We can train a decision tree by starting out with the most simple tree - all outcomes in same node.

We can then do a greedy search to identify which split on the node is best.

We can then iterate this process on future nodes.

We split nodes to increase maximum entropy.

Entropy is:

\(E= -\sum_i^n p_{i=1}\log_2 p_i\)

Where we are summing across all nodes.

The gain in entropy is the original entropy - weighted by size entropy of each branch

Training a decision tree until there is only one entry from the training set will result in overfitting.

We can use pruning to regularise trees.

From bottom, replace each node with a leaf of the most popular class. Accept if no reduction in accuracy.

Take full tree \(T_0\)

Iteratively find a subtree to replace with a leaf. Cost function is accuracy and number of leaves.

Remove this generating \(T_{i+1}\)

When we have just the root, choose a single tree using CV.

Generally we would split the data up. Grow the tree with one set and then prune with the other.

We can split our data up and iterate between growing and pruning.

When pruning, for each pair of leaves we test to see if they should be merged.

If our two sets are \(A\) and \(B\) we can do:

\(A\): Grow

\(B\): Prune

\(B\): Grow

\(A\): Prune

And repeat this process.

Once we have built a tree, we keep a single leaf and disard the rest.

In a classical regression tree, we follow a decison process as before, but the outcome is real number.

Within each leaf, all inputs are assigned that same number.

With a regression problem we cannot split nodes the same way as we did for classification.

Instead by split by the residual sum of squares.

In classical trees all items in a leaf are assigned the same values. In this model, all are given \(\theta \) for a parametric model.

This makes the resulting trees smoother.

We have some \(\hat y_i = f(\mathbf x_i, \theta ) + \epsilon \)

The approach generalises classic regression trees. There the estimate was \(\bar y\). Here it’s a regression.

At each node we do OLS. If the \(R^2\) of the model is less than some constant, we find a split which maximises the minimum of the two new \(R^2\).

Previously our decision tree classifier was binary.

We can instead adapt the mixed tree model and using a probit model at each leaf.

We can define a tree as a set of nodes: \(T\).

For each node we define a splitting variable \(k\) and a splitting threshold \(r\).

Our prior is \(P(T, k, r)\).

We split this up to:

\(P(T, k, r)=P(T)P(k, r|T)\)

\(P(T, k, r)=P(T)P(k|T)P(r|T, k)\)

So we want to estimate:

\(P(T)\) - The number of nodes.

\(P(k|T)\) - Which variables we split by, given the tree size.

\(P(r|T, k)\) - The cutoff, given the tree size and the variables we are splitting by.

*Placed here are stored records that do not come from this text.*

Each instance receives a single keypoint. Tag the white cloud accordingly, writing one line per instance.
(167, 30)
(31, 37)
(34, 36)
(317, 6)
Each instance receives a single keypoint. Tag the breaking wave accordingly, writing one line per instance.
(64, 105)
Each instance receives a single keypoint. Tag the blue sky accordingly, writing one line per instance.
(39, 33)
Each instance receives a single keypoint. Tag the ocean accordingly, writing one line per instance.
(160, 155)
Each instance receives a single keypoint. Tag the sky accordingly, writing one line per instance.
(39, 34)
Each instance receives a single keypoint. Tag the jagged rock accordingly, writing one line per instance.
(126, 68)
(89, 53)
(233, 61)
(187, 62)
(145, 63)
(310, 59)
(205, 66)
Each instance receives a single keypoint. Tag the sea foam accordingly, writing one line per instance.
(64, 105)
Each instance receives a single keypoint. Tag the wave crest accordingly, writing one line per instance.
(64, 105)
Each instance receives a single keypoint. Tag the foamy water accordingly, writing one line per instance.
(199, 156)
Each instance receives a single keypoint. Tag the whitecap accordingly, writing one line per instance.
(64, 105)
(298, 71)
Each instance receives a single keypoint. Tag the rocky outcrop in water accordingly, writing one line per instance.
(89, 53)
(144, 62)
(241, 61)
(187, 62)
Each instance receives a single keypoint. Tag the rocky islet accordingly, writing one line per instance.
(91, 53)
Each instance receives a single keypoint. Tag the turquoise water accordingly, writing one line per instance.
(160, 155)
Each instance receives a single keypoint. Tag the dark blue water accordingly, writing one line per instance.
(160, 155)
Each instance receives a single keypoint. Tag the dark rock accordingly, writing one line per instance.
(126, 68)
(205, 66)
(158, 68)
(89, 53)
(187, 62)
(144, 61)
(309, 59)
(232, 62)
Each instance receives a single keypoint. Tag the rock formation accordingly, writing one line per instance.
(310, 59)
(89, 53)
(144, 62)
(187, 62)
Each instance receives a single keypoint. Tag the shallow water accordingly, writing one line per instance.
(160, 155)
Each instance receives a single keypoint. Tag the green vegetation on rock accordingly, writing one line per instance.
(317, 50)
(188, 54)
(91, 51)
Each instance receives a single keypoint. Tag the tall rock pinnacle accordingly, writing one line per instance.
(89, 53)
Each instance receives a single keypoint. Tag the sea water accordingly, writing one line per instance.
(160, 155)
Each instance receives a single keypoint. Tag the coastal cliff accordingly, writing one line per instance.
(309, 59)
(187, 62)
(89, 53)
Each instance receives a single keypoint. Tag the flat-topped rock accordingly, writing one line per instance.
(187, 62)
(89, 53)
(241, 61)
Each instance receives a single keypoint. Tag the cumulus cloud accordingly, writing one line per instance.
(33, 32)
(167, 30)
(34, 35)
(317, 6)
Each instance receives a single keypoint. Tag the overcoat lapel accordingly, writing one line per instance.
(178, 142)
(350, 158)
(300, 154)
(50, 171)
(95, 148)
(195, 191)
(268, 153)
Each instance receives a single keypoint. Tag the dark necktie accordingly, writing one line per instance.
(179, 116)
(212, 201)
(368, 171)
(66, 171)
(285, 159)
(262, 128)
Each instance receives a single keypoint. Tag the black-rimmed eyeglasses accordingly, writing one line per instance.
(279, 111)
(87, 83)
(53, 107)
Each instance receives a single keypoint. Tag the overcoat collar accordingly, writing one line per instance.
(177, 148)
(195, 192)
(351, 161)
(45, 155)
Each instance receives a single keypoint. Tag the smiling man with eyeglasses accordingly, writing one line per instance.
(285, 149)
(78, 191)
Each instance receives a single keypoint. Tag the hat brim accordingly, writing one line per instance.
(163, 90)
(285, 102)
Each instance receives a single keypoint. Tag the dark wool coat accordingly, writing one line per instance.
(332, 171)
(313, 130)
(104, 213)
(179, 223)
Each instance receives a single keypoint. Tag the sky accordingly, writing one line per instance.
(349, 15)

If at the leaf we have a parametric model, our prior is instead:

\(P(T, k, r, \theta )=P(T)P(k|T)P(r|T, k)P(\theta | T, k, r)\)

We then need to additionally estimate \(P(\theta | T, k, r)\).

We can generate a tree with a fixed number of leaves, according to our prior.

As we start the tree we assocaite the root node with a count of all leaves.

As we split a node, the remaining leaf counts are divided between the directions. If there is only one leaf left, we do no further splitting.

Call the collective parameters of the tree \(\Theta =(T, k, r)\) and \(\theta \).

Collectively our prior is defined by \(P(\Theta )\) and \(P(\theta )\)

We want to know the posterior given our data \(X\).

\(P(\Theta | X)=\dfrac{P(X|\Theta )P(\Theta )}{P(X)}\)

\(P(\Theta | X)\propto P(X|\Theta )P(\Theta )\)

We know explore \(P(X|\Theta )\)

\(P(X|\Theta )=\int P(X| \theta , \Theta)P(\theta)d\theta \)

This means our posterior is:

\(P(\Theta | X)\propto P(\Theta )\int P(X| \theta , \Theta)P(\theta)d\theta \)

This can be estimated with MCMC.

We use part of the sample to estimate \(\Theta \), and another part of the sample to estimate the treatment effect.

Unbalanced dataset: more of one class than others.

Can reduce sample of majorit, or synthetically generate minority.